Technological turning points in the past have taught important lessons about how to identify long-term winners from transformative innovation.
The market reaction to generative artificial intelligence (GAI) over the past year implies that investors already know how this revolution will play out. But not so fast. While we may be on the cusp of a dramatic technology paradigm shift, its outcomes are far from obvious and will take time to discern.
For much of 2023, US equity markets were defined by excitement over AI. Returns were concentrated in a very small group of stocks seen to be AI winners. The market appears to be assigning a high probability to the assumption that these companies will be the long-term leaders of the AI revolution with the greatest profitability gains. Wall Street analysts are already projecting how much revenue and profit the incumbents will see from AI. There’s a frenzy of forecasts for how many initial users Microsoft will attract for Copilot, its GAI tool expected in November. Some even predict the end of internet search as we know it.
The Race Is on for the GAI Operating System
We think it’s too early to make such bold predictions—particularly on profitability. Yes, GAI marks a paradigm shift with the potential to deliver massive productivity gains by lowering barriers to entry and stimulating new business models. Yet during technological turning points in the past, investors also learned important lessons about evaluating the true long-term impact of transformational innovation.
Today, the spotlight is on the technology mega-caps. Each wants to build their own unique large language model that will become the future GAI operating system. In aggregate, the spending on AI-dedicated graphics processing units (GPUs) will reach at least $25 billion in 2023 alone. Disruptive innovation creates a window of opportunity for the incumbents to enter each other’s playing field.

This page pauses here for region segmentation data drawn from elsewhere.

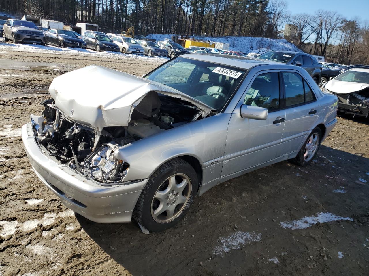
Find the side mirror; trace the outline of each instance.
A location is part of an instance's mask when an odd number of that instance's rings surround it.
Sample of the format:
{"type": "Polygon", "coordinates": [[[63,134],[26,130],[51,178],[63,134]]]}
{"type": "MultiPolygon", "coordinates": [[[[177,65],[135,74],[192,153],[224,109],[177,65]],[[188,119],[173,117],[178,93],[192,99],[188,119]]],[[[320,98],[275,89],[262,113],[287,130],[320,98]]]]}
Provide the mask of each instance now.
{"type": "Polygon", "coordinates": [[[245,119],[266,120],[268,117],[268,110],[259,106],[242,105],[241,106],[240,114],[241,117],[245,119]]]}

Lessons from the iPhone and Internet
But will all the mega-caps be the biggest long-term AI winners? And more importantly, how can investors determine which companies have the right business models to profit in an AI future?
Some historical context can help answer these questions. AI itself isn’t new, but GAI, which took the world by storm in November 2022 with ChatGPT, has been dubbed an iPhone moment for innovation. The iPhone combined the internet, mobile broadband and smartphone in a single package that unlocked access to vast amounts of information and created efficiencies across industries.
Yet when the iPhone was launched in 2007, the long-term winners and losers weren’t immediately apparent. In fact, the largest companies—by market cap and by operating profit—were very different in 2007 than they are today. Over time, new leaders emerged with much larger profit pools. Some, like Apple, may have been more obvious. But the smartphone spawned a whole new mobile ecosystem. Only then did household names including Meta, Spotify, YouTube and Venmo really began to take off (Display). In our view, the iPhone moment has yet to arrive for AI.